Exhibit 99.1
NEWS RELEASE
Contact: | Connie Chandler Investor Relations Tele: 714-573-1121 Email: investor_relations@mflex.com |
M-FLEX AMENDS COMPLAINT AGAINST STARK HEDGE FUNDS
Anaheim, CA, November 1, 2006 –Multi-Fineline Electronix, Inc. (NASDAQ: MFLX), a leading global provider of high-quality, technologically advanced flexible printed circuit and value-added component assembly solutions to the electronics industry, announced today that it has filed an amended complaint in the federal district court for the Central District of California against the Stark Master Fund Ltd., Stark Asia Master Fund Ltd., Stark Onshore Master Holdings, LLC, Stark Offshore Management, LLC, Stark Asia Management, LLC, and Michael A. Roth and Brian J. Stark, the managers of those funds (collectively, the “Stark hedge funds”).
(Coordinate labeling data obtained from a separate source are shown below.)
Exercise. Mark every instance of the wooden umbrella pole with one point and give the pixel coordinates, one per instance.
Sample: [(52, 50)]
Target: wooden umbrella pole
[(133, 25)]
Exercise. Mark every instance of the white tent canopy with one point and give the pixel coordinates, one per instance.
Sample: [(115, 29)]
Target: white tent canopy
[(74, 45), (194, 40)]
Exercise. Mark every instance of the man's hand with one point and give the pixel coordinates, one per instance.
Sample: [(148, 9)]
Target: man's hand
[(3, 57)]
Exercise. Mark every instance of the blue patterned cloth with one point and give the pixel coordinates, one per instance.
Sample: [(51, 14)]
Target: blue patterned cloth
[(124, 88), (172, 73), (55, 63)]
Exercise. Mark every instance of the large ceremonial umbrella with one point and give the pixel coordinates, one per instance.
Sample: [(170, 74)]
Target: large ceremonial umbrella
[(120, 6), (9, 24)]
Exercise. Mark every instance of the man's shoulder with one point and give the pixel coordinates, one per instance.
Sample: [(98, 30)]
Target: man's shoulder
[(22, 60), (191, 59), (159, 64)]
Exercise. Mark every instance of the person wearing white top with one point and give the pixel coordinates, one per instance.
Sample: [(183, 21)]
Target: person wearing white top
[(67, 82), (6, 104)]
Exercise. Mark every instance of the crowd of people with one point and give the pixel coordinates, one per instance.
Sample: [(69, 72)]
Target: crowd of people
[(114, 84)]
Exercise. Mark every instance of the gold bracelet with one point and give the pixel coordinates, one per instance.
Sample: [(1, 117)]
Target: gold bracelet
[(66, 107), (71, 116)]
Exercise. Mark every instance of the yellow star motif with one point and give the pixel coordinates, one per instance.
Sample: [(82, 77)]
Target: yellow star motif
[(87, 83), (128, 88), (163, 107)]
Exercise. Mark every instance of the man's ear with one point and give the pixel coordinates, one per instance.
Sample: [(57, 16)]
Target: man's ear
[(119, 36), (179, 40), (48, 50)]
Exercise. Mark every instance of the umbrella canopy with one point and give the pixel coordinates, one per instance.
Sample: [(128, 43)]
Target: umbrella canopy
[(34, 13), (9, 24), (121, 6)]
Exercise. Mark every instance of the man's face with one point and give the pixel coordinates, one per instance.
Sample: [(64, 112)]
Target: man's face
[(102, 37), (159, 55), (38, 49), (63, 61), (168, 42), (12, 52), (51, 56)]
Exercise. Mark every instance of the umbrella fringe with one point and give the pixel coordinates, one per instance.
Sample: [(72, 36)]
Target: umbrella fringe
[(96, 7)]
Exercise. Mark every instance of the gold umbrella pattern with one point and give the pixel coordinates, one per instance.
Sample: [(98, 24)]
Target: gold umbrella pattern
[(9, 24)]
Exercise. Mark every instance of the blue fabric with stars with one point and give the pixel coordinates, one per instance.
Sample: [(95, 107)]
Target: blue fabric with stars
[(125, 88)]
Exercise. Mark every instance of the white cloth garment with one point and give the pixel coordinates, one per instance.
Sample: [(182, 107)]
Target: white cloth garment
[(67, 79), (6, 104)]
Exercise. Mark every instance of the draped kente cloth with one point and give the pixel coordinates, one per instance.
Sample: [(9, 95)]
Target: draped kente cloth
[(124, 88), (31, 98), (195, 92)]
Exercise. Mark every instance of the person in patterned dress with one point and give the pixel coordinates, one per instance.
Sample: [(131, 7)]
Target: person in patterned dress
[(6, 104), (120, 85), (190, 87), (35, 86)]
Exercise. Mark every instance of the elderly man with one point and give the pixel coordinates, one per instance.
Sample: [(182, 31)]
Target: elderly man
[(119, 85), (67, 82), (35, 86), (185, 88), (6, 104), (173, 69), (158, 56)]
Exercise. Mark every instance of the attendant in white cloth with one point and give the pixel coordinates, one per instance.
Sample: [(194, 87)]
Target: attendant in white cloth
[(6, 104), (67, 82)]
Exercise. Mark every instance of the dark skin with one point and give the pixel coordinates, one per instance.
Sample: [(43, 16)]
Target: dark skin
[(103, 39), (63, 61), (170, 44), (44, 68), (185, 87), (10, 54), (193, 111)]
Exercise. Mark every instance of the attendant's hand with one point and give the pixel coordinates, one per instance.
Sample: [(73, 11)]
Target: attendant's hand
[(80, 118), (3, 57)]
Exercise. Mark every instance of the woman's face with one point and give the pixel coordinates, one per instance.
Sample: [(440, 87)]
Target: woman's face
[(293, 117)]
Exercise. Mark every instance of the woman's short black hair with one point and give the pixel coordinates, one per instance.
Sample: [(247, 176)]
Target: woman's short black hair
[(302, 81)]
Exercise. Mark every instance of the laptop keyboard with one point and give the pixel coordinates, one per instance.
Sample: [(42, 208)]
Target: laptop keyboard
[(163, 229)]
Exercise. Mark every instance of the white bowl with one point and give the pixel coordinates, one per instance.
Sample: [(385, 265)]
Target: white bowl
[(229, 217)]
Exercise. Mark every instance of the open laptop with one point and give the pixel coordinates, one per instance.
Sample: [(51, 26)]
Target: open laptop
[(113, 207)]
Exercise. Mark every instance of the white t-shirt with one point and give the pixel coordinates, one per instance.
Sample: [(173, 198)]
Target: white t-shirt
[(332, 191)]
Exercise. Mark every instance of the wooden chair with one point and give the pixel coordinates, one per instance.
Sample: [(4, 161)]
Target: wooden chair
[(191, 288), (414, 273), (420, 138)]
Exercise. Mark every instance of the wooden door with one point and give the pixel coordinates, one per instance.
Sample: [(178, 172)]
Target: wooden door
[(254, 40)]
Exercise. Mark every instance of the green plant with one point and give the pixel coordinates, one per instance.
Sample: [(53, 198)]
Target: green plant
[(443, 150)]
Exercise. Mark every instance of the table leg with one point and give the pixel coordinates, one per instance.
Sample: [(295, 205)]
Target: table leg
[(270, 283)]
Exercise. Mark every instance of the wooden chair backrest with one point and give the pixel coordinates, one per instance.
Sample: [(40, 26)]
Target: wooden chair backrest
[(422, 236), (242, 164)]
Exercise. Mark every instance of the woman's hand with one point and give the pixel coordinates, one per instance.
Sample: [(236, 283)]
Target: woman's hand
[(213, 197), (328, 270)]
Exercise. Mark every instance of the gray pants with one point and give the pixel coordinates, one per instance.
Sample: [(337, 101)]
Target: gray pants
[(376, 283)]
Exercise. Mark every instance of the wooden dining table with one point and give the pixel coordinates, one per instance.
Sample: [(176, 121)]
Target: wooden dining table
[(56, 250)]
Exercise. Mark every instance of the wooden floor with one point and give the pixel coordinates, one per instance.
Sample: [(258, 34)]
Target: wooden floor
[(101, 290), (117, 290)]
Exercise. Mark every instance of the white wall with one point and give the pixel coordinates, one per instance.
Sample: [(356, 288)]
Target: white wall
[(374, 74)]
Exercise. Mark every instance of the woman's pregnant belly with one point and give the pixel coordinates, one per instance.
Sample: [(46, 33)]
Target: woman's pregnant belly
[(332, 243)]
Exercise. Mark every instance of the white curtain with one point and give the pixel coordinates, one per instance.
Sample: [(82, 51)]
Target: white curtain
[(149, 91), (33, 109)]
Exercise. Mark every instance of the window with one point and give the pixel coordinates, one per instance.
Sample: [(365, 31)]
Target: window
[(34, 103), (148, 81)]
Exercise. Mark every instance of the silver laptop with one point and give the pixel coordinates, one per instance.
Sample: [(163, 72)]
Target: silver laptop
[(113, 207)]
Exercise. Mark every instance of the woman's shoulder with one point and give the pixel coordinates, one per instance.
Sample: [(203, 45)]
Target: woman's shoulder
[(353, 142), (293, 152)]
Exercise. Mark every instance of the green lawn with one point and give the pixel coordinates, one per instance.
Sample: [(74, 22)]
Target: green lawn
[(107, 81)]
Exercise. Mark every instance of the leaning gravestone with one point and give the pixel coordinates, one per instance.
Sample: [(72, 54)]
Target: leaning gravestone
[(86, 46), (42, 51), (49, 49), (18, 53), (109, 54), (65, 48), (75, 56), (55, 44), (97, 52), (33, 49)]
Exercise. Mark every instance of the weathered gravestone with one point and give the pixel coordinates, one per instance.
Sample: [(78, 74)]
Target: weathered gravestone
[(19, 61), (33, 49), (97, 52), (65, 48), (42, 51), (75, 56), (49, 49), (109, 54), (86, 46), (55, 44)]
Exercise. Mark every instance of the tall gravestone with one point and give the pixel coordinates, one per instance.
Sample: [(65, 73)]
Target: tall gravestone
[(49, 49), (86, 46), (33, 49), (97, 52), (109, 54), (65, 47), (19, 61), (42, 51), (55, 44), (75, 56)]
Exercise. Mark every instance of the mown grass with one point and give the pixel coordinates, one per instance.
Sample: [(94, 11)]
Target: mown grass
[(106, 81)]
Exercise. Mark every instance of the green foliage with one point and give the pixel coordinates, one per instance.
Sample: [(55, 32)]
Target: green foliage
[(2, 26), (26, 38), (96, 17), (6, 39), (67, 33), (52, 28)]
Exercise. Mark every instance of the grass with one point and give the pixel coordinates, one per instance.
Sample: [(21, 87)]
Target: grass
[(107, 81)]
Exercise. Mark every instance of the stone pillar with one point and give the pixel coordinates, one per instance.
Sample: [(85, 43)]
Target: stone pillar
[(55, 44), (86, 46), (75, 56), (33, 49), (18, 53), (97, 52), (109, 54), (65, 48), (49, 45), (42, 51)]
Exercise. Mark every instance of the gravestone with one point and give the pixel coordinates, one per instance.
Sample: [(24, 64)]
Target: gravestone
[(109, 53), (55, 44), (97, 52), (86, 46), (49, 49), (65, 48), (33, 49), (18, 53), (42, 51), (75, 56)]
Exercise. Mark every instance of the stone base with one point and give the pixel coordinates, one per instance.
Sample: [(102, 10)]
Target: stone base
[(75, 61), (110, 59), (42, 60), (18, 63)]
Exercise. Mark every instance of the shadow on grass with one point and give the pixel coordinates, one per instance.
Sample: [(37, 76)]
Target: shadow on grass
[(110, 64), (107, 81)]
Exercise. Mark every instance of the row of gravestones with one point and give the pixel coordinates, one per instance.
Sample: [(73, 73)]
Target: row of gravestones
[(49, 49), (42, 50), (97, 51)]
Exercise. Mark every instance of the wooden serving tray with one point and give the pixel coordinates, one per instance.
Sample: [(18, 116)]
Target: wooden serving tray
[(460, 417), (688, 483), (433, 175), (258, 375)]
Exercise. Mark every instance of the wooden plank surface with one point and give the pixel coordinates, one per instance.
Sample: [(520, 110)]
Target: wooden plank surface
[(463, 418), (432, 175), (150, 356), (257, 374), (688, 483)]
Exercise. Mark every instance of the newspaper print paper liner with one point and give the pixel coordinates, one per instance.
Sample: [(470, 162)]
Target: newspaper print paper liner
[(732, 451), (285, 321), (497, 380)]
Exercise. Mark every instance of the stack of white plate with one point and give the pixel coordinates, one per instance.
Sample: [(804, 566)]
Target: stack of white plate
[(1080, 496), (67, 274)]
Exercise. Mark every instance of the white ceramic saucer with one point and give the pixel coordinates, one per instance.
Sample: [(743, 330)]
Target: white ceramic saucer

M-Flex filed its initial complaint against the Stark hedge funds on October 11, 2006, alleging that the hedge funds and their managers have failed to provide complete and materially accurate information regarding the nature of their holdings in M-Flex in their Schedules 13D filings and amendments to these schedules filed with the U.S. Securities and Exchange Commission (the “SEC”). The amended complaint alleges additional details regarding the claims, including identifying potential violations not noted in the original complaint.
Specifically, the amended complaint alleges that the Stark hedge funds are violating the federal securities laws and, unless enjoined, will continue to do so, by failing to fully and accurately disclose information that they are required to disclose pursuant to Section 13(d) of the Securities Exchange Act of 1934, and its associated rules, which is material to the value of M-Flex stock and to M-Flex’s stockholders in deciding how to vote regarding M-Flex’s potential offer (the “Offer”) to acquire the outstanding shares of MFS Technology Ltd (“MFS”).
For example, the amended complaint alleges that the Stark hedge funds, in addition to their disclosed ownership of over 18% of M-Flex’s common stock, also own and/or control over 32 million (approximately 4.9%) of MFS’ ordinary shares, which they had not disclosed in their Schedule 13D filings with the SEC. M-Flex alleges that the Stark hedge funds’ dual ownership of both M-Flex and MFS securities (essentially standing on both sides of the Offer) and the Stark hedge funds’ intentions with respect to such securities, are material facts that should be disclosed to M-Flex stockholders. The company also alleges that the Stark hedge funds’ failure to disclose such information renders their Schedule 13D filings with the SEC incomplete and misleading.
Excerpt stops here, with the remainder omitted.